Download and prepare the dataset

import tensorflow_datasets as tfds

# Download the subword encoded pretokenized dataset
dataset, info = tfds.load('imdb_reviews/subwords8k', with_info=True, as_supervised=True)

# Get the tokenizer
tokenizer = info.features['text'].encoder
BUFFER_SIZE = 10000
BATCH_SIZE = 256

# Get the train and test splits
train_data, test_data = dataset['train'], dataset['test'], 

# Shuffle the training data
train_dataset = train_data.shuffle(BUFFER_SIZE)

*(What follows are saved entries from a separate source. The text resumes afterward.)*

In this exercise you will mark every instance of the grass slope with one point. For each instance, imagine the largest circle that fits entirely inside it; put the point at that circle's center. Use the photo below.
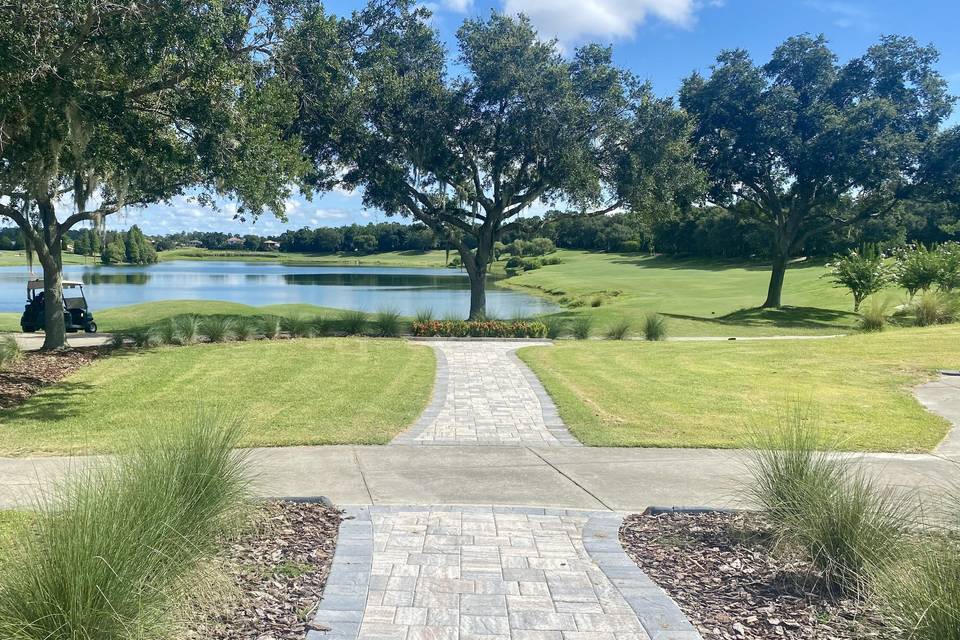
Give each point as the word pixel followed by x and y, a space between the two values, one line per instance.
pixel 714 394
pixel 291 392
pixel 700 297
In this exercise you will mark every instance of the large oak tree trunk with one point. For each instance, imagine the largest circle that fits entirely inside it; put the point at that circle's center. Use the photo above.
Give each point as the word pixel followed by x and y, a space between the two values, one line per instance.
pixel 775 290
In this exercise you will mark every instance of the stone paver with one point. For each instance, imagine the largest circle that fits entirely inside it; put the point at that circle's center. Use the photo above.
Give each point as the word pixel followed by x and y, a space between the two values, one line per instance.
pixel 484 395
pixel 942 397
pixel 493 573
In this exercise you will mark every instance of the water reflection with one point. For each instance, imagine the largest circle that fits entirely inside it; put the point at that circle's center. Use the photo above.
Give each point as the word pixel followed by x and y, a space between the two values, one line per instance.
pixel 407 290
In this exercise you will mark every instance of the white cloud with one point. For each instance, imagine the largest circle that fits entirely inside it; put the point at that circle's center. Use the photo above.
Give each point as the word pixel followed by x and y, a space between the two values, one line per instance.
pixel 575 21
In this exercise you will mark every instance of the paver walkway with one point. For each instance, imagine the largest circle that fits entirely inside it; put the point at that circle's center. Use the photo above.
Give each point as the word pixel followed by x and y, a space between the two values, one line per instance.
pixel 412 573
pixel 484 395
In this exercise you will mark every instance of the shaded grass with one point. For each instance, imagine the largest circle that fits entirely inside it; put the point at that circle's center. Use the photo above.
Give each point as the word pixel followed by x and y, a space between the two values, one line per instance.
pixel 709 394
pixel 323 391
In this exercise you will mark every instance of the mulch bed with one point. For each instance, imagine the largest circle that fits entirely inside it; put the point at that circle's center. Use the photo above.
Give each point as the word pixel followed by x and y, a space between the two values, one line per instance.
pixel 280 569
pixel 720 569
pixel 36 370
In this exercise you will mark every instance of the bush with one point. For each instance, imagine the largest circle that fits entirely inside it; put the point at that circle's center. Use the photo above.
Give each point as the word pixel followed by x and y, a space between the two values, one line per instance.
pixel 654 327
pixel 862 274
pixel 556 327
pixel 298 326
pixel 354 323
pixel 874 317
pixel 480 329
pixel 920 595
pixel 935 308
pixel 826 506
pixel 218 328
pixel 9 351
pixel 619 331
pixel 582 326
pixel 387 323
pixel 111 555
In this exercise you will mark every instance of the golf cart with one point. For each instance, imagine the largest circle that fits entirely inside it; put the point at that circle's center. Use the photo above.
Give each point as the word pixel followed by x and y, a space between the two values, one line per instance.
pixel 75 313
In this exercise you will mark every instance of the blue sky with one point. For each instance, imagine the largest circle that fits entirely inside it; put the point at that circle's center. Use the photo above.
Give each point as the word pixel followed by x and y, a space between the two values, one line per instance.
pixel 661 40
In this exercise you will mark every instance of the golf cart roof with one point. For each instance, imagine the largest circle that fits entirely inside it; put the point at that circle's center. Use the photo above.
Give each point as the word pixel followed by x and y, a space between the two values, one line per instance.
pixel 38 284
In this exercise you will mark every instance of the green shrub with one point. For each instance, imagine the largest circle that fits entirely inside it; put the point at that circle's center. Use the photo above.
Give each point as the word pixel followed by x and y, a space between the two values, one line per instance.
pixel 556 327
pixel 619 331
pixel 354 323
pixel 386 323
pixel 298 326
pixel 862 274
pixel 9 351
pixel 874 317
pixel 218 328
pixel 111 555
pixel 582 327
pixel 920 595
pixel 654 327
pixel 246 327
pixel 186 329
pixel 270 326
pixel 935 307
pixel 843 520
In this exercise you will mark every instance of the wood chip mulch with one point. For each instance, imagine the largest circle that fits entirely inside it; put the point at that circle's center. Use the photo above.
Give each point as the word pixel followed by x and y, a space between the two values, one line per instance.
pixel 721 571
pixel 36 370
pixel 280 569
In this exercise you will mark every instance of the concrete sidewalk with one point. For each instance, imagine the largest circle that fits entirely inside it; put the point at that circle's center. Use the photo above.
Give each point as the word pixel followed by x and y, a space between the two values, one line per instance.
pixel 574 478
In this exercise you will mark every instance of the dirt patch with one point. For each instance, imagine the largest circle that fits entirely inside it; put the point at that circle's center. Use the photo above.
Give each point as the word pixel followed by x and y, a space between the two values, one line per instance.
pixel 279 569
pixel 36 370
pixel 721 570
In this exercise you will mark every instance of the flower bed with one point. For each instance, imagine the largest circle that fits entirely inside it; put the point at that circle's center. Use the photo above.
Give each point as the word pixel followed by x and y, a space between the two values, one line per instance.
pixel 479 329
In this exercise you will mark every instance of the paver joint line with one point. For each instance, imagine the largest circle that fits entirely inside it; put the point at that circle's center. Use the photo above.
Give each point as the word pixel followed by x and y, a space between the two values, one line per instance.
pixel 496 572
pixel 485 395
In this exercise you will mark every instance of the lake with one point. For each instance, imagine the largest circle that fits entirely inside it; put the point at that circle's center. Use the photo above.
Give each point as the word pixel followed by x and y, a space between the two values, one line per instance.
pixel 444 291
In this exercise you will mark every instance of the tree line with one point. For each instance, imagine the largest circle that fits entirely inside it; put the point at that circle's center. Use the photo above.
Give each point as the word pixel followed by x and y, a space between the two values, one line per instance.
pixel 114 105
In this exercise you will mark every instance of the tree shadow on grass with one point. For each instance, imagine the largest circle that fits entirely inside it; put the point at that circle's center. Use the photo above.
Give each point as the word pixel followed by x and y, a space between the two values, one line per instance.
pixel 784 317
pixel 54 404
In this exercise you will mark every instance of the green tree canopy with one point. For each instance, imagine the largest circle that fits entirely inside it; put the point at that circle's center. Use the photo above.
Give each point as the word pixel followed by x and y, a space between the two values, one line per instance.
pixel 107 105
pixel 467 149
pixel 811 145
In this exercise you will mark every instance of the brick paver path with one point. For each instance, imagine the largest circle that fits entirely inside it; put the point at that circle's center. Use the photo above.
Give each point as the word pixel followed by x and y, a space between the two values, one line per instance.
pixel 485 395
pixel 489 573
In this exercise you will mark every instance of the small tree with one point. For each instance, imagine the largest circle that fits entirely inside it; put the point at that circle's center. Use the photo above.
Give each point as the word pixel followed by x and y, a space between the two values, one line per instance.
pixel 916 269
pixel 863 274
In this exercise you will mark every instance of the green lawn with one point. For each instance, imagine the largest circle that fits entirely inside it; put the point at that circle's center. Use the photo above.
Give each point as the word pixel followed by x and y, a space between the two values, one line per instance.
pixel 699 297
pixel 713 394
pixel 291 392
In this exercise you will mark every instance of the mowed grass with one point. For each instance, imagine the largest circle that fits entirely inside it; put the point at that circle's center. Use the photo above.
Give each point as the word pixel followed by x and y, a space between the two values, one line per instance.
pixel 290 392
pixel 699 297
pixel 714 394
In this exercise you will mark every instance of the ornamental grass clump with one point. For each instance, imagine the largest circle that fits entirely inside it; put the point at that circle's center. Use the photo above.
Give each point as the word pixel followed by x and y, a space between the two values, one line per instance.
pixel 112 552
pixel 387 323
pixel 354 323
pixel 218 328
pixel 825 506
pixel 9 351
pixel 654 327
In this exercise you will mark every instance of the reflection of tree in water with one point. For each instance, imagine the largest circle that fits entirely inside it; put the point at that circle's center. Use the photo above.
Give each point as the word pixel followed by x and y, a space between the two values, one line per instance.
pixel 116 278
pixel 387 280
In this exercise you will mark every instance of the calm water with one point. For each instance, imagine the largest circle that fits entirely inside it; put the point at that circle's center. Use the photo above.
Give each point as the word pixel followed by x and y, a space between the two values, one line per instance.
pixel 445 291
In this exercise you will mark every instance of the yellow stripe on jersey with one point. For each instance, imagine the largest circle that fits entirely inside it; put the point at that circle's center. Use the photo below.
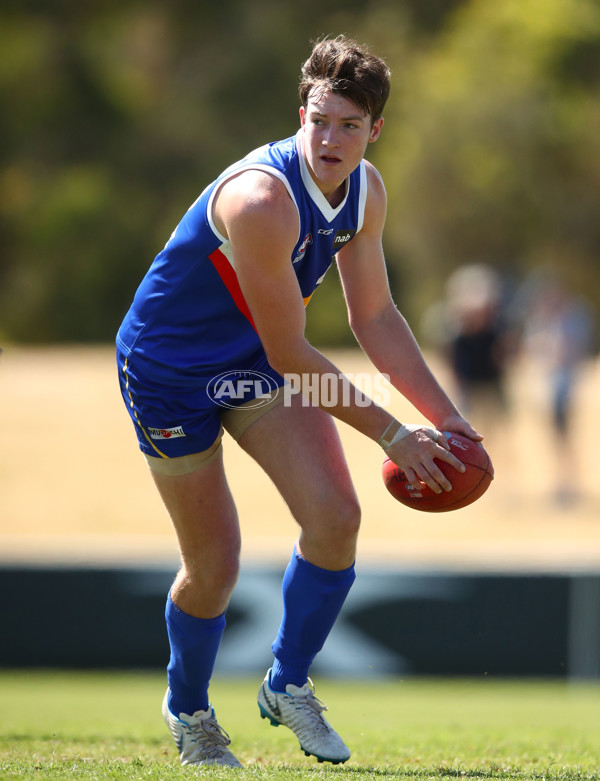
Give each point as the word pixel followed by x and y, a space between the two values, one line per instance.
pixel 137 420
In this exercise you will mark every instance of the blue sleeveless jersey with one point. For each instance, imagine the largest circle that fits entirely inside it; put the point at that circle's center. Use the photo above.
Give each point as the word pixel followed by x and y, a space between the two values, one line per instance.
pixel 189 319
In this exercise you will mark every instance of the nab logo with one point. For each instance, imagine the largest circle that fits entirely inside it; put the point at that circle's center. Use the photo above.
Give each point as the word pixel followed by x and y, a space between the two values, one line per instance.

# Batch and pad the datasets to the maximum length of the sequences
train_dataset = train_dataset.padded_batch(BATCH_SIZE)
test_dataset = test_data.padded_batch(BATCH_SIZE)

Build the Model

In Course 2, you were using 2D convolution layers because you were applying it on images. For temporal data such as text sequences, you will use Conv1D instead so the convolution will happen over a single dimension. You will also append a pooling layer to reduce the output of the convolution layer. For this lab, you will use GlobalMaxPooling1D to get the max value across the time dimension. You can also use average pooling and you will do that in the next labs. See how these layers behave as standalone layers in the cell below.

import tensorflow as tf
import numpy as np

# Hyperparameters
batch_size = 1
timesteps = 20
features = 20
filters = 128
kernel_size = 5

print(f'batch_size: {batch_size}')
print(f'timesteps (sequence length): {timesteps}')
print(f'features (embedding size): {features}')
print(f'filters: {filters}')
print(f'kernel_size: {kernel_size}')

# Define array input with random values
random_input = np.random.rand(batch_size,timesteps,features)
print(f'shape of input array: {random_input.shape}')

# Pass array to convolution layer and inspect output shape
conv1d = tf.keras.layers.Conv1D(filters=filters, kernel_size=kernel_size, activation='relu')
result = conv1d(random_input)
print(f'shape of conv1d output: {result.shape}')

# Pass array to max pooling layer and inspect output shape
gmp = tf.keras.layers.GlobalMaxPooling1D()
result = gmp(result)
print(f'shape of global max pooling output: {result.shape}')

You can build the model by simply appending the convolution and pooling layer after the embedding layer as shown below.

import tensorflow as tf

# Hyperparameters
embedding_dim = 64
filters = 128
kernel_size = 5
dense_dim = 64

# Build the model
model = tf.keras.Sequential([
    tf.keras.layers.Embedding(tokenizer.vocab_size, embedding_dim),
    tf.keras.layers.Conv1D(filters=filters, kernel_size=kernel_size, activation='relu'),
    tf.keras.layers.GlobalMaxPooling1D(),
    tf.keras.layers.Dense(dense_dim, activation='relu'),
    tf.keras.layers.Dense(1, activation='sigmoid')
])

# Print the model summary
model.summary()
# Set the training parameters
model.compile(loss='binary_crossentropy', optimizer='adam', metrics=['accuracy'])

Train the model

Training will take around 30 seconds per epoch and you will notice that it reaches higher accuracies than the previous models you’ve built.

NUM_EPOCHS = 10

# Train the model
history = model.fit(train_dataset, epochs=NUM_EPOCHS, validation_data=test_dataset)
import matplotlib.pyplot as plt

# Plot utility
def plot_graphs(history, string):
  plt.plot(history.history[string])
  plt.plot(history.history['val_'+string])
  plt.xlabel("Epochs")
  plt.ylabel(string)
  plt.legend([string, 'val_'+string])
  plt.show()

# Plot the accuracy and results 
plot_graphs(history, "accuracy")
plot_graphs(history, "loss")

Wrap Up

In this lab, you explored another model architecture you can use for text classification. In the next lessons, you will revisit full word encoding of the IMDB reviews and compare which model works best when the data is prepared that way.